RU2490430C1 - Procedure for oilfield pipeline operation - Google Patents

Abstract

FIELD: oil and gas industry.

SUBSTANCE: in compliance with the procedure qualitative and quantitative composition is defined for water produced at the well mouth or at output from a measuring group unit; concentration is calculated for mixed salts in water coming to the well from different sources considering periodicity of operation for one well or a group of wells in the collecting pipe or a measuring group unit. Calculation of the reaction termination of hard salts formation in a place of measurement, formed at mixture of different waters. A fluid flow velocity on the pipeline and place of depositions of salts is defined. The conclusion about working capacity of the equipment is made. Operation mode is changed for one well or for a group of wells in order to reach concentration of barium sulphate salts mixture at a measuring point less than 0.1 g/l according to calculation results.
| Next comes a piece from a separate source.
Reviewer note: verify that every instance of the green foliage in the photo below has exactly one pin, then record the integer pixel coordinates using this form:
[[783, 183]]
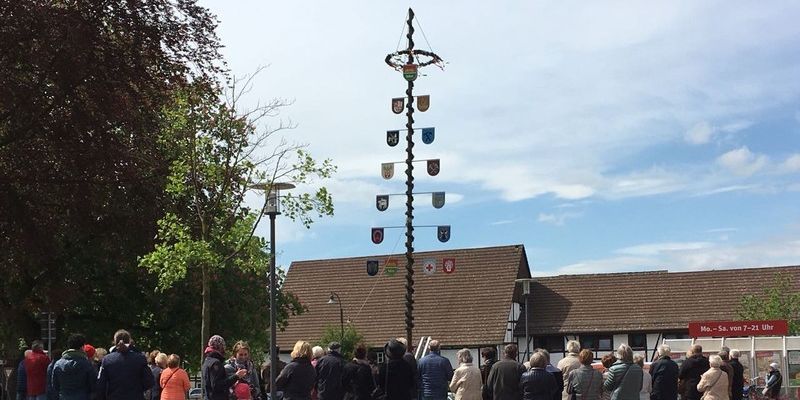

At that flow rate of the fluid in the pipeline is defined against an analytical expression. Shutdown of wells is considered as a varied mode of their operation. During shutdown period these wells are used for another purpose.

EFFECT: working efficiency of oilfield pipeline at active scale build-up.

1 ex, 4 tbl, 1 dwg

Description

The invention relates to the oil industry and may find application in the detection of scaling in the oil pipeline.

A known method of monitoring the technical condition of the well, which consists in pumping "labeled" fluid and measuring radioactivity before and after pumping. A precipitator of radioactive isotopes is sequentially pumped into the well, for example, an aqueous solution of sodium hydroxide and a “labeled” solvent — a 10% aqueous solution of hydrochloric acid activated by radioactive isotopes, the solvent being separated from the precipitator and process water by pillows from an organic liquid (RF Patent No. 357538 , published. 2000.01.20).

The method requires stopping the well and using special technical means. The method is complex and allows to determine violations of the casing string with a significant size.

Closest to the proposed invention in technical essence is a method of operating a producing well and oilfield pipeline, according to which the qualitative and quantitative composition of solid suspended particles and the composition of produced water at the wellhead or at the exit of a group metering unit are determined, and the concentration of mixing salts contained in waters flowing into a well from various sources, a collection pipe or in a group metering unit, calculation of completion the reaction of the formation of solid salts at the measurement site, resulting from the mixing of different waters, determining the rate of fluid flow through the pipeline, determining the location of salt deposition, making an opinion on the operability of the equipment (RF Patent No. 22325515, CL E21B 43/20, publ. 27.05,2008 - prototype).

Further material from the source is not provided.